劇団俳優座は、創立65周年記念公演の第2弾として地獄へ行った男たちの物語「蟹工船」(脚本・演出:安川修一)の群衆劇を劇団のパワーを結集、上演している。それでは皆さんと一緒に蟹工船に乗り込んでみよう。
カニの漁期は、4、5、6月の3ヶ月、この期間しかカニは捕れない。交尾のために浅瀬に来るが、この期間をはずすと深海へ戻ってしまうのだ。これを狙ってカニ漁が大正時代以降盛んになった。
漁期になって函館に停泊している蟹工船・博光丸には百姓・坑夫・土方・なかには学生まで季節労働者として雇い入れられた。
この博光丸は日露戦争後払い下げられた老朽母船で三千トン。ソ連領海まで侵犯してカニを捕り、加工してカニ缶にするのだ。
乗り込んだ労働者は蟹工船のことは何も知らず初めての者、食い詰め者、ある者は女のため、、、といろいろな人生のしがらみを背負った男たちで、名前すら船内では呼ばれず劣悪な船室で、全ての人間としての権利を剥奪され、二十四時間数ヶ月寝起きをするのだ。
そして会社の利益と国策に翻弄される運命が北の海で待ち構えていた。
労働者は名前がないが、名前があるのは会社から派遣された血も涙もない全ての権限を握っている監督・浅川(川井康弘)、雑夫長(田中茂弘)、会社重役(河野正明)、船長(中寛三)、それに北洋の守りに就いている駆逐艦・大尉(矢野和朗)らだ。彼らは出港に先立ち乾杯をしていたが、誰一人労働者の事を考えてやる者はいなかった、、、。

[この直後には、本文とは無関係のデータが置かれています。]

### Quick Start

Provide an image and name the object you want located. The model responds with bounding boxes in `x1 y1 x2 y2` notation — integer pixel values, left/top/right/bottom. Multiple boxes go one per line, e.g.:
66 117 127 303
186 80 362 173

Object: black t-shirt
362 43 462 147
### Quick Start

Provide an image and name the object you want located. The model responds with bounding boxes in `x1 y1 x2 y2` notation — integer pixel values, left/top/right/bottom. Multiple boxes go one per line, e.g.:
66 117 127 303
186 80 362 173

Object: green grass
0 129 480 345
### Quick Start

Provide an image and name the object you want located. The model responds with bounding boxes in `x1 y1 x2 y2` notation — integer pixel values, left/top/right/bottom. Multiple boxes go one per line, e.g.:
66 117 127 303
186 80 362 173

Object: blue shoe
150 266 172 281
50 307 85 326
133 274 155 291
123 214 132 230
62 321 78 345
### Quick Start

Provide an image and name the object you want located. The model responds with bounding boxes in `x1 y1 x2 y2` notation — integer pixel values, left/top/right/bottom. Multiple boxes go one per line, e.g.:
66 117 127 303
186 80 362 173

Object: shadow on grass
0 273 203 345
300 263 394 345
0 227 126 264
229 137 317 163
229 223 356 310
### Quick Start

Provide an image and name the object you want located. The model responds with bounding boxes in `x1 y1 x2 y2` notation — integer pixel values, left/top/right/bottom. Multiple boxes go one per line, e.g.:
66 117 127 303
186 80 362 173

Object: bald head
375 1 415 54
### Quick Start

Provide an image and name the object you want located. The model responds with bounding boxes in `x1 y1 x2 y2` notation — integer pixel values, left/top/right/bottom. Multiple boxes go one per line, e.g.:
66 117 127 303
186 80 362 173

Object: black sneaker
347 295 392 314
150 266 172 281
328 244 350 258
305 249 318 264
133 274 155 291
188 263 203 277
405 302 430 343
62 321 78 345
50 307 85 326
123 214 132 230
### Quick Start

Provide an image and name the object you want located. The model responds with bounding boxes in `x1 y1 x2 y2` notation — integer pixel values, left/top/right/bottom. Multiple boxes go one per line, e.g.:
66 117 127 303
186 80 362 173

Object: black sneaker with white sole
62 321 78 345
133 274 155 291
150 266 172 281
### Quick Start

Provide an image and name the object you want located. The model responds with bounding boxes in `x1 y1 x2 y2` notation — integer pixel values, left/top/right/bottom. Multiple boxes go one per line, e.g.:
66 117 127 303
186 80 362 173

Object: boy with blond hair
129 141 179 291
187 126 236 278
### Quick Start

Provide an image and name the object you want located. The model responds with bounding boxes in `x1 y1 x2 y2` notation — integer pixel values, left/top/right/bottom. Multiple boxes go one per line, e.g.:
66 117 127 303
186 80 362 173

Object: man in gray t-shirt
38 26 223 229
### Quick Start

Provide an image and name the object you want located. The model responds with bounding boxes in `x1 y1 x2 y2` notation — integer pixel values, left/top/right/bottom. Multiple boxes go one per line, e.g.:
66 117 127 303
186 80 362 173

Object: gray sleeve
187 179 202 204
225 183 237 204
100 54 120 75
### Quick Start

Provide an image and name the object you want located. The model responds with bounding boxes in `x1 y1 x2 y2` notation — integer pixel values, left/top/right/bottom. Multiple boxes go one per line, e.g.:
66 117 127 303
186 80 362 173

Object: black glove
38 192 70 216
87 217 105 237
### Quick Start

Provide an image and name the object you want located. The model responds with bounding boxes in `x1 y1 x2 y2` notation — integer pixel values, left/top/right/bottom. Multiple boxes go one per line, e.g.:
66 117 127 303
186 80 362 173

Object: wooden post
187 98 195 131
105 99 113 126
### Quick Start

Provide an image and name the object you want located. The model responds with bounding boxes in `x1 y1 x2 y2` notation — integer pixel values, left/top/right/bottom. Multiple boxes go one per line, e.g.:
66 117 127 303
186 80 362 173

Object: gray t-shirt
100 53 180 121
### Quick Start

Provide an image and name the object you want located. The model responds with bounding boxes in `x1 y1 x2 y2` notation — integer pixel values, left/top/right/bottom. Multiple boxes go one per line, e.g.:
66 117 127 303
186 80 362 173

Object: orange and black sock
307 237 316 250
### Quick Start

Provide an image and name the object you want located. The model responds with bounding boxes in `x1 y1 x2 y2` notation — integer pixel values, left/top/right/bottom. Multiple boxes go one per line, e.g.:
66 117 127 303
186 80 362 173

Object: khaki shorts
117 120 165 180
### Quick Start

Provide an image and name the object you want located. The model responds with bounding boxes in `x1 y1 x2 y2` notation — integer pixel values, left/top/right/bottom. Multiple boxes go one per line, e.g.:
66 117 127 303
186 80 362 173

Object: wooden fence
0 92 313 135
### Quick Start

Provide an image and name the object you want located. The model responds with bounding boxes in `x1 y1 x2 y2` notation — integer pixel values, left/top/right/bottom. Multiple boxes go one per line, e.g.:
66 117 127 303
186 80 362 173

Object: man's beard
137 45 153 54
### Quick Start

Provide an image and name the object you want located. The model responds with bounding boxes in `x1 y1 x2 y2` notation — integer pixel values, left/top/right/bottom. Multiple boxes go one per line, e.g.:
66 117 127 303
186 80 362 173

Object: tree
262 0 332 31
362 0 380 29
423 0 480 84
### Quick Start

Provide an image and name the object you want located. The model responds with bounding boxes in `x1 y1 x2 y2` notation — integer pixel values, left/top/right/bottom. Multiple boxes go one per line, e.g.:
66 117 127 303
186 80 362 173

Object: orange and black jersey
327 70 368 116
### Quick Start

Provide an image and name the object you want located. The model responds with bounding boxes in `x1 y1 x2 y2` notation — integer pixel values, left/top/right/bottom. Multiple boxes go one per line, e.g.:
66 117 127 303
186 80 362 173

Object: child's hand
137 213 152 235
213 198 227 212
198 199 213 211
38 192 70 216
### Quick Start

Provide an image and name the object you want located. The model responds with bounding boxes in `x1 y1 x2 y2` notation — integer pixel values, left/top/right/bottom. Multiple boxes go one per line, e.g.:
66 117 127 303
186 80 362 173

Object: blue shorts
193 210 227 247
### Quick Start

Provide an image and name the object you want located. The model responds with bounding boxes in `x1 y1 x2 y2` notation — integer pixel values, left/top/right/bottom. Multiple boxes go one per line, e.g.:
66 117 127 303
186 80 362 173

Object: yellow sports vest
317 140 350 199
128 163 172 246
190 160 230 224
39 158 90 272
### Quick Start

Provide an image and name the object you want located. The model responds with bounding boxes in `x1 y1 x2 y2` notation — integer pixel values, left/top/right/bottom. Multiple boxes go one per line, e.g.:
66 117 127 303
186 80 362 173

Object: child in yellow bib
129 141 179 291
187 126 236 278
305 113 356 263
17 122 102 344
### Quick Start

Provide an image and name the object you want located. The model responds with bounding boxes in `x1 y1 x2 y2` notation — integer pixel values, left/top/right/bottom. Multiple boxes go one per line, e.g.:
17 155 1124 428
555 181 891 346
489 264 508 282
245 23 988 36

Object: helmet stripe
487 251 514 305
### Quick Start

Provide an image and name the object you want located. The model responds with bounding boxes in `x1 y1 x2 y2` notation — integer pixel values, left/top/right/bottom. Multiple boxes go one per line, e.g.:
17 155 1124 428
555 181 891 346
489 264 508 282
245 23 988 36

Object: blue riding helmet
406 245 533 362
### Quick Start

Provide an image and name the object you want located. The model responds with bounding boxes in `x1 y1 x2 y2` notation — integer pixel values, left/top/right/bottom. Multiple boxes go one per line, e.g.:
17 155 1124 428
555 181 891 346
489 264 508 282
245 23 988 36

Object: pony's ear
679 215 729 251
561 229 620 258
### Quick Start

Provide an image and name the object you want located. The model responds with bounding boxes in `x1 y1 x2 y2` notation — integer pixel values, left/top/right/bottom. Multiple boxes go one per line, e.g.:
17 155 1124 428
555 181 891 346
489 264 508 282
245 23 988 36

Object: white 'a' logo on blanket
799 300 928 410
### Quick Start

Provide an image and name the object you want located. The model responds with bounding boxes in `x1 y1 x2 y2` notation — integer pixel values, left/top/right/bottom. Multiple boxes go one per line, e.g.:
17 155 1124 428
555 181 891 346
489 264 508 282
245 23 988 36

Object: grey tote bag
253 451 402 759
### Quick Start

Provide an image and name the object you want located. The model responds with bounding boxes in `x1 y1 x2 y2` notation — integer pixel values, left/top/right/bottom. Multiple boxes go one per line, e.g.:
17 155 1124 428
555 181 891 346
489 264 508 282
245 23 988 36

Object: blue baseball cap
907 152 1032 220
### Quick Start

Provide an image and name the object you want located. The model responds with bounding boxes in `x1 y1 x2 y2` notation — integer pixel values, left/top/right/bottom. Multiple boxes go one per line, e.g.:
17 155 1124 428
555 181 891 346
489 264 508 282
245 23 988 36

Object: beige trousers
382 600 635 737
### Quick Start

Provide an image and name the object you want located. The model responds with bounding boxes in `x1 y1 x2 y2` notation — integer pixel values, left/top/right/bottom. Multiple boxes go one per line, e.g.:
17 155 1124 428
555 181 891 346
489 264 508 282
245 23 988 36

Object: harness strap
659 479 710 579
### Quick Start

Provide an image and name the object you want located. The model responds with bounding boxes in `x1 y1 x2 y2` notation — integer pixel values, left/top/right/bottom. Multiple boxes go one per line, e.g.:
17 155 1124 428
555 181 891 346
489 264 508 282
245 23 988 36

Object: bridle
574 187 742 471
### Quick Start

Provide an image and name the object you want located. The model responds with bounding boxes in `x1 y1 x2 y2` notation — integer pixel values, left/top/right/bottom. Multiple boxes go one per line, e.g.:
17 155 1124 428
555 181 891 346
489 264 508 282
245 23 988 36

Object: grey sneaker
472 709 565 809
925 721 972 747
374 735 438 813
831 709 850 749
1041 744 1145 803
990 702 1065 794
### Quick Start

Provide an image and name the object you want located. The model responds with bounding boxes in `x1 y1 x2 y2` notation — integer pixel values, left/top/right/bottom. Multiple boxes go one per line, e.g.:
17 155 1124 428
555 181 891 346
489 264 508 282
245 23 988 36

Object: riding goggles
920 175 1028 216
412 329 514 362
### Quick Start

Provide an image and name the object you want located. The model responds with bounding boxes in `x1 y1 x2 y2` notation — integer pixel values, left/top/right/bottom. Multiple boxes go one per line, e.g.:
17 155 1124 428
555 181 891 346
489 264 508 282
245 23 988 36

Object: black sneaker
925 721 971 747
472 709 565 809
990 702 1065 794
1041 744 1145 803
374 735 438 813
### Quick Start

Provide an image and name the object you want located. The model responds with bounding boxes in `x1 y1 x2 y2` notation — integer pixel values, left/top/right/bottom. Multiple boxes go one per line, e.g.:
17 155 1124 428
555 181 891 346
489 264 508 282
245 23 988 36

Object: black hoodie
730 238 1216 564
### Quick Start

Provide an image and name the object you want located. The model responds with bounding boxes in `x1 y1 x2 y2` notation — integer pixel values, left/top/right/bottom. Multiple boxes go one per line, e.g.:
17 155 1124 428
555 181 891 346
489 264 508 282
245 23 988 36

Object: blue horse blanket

出港してカムチャッカへ向かった博光丸だが、北の漁場は低気圧の墓場だ。激浪に翻弄された僚船から悲痛なSOSが送られ、助けを求めてきても浅川はこれを無視、見殺しにしてしまった。
さらに浅川は成績を上げるために過酷な残業を強いる。これに耐えられず死者が相次いで出るようになって待遇改善を要求してもピストルを発射して威嚇する。
いよいよストライキを起こそうとするが、浅川は駆逐艦に打電、鎮圧に乗り出してもらう。海軍も労働者の味方ではなく、会社にべったりなのだ。
だが、“死”を決意した乗船している労働者全員のゼネストが始った、、、。
波浪が船体にぶつかり、蟹工船が沈没するかのようにきしむ音。糞壺と呼ばれ、臭気が漂ってくるような船室、ノミやシラミがたかる汚れたシャツを着ている男、脚気で身体の自由がきかない絶望的な労働者、、、と舞台はまさにかつての劣悪な蟹工船内を克明にクローズアップする。
身の毛がよだつように感じられかもしれないが、これを上回る男優陣の迫力にはかたずをのむおもいだ。結束した群像劇を上演した劇団俳優座65周年記念公演は、十分期待に応えてくれるものだ。ぜひ劇場へ足を運んでもらいたい。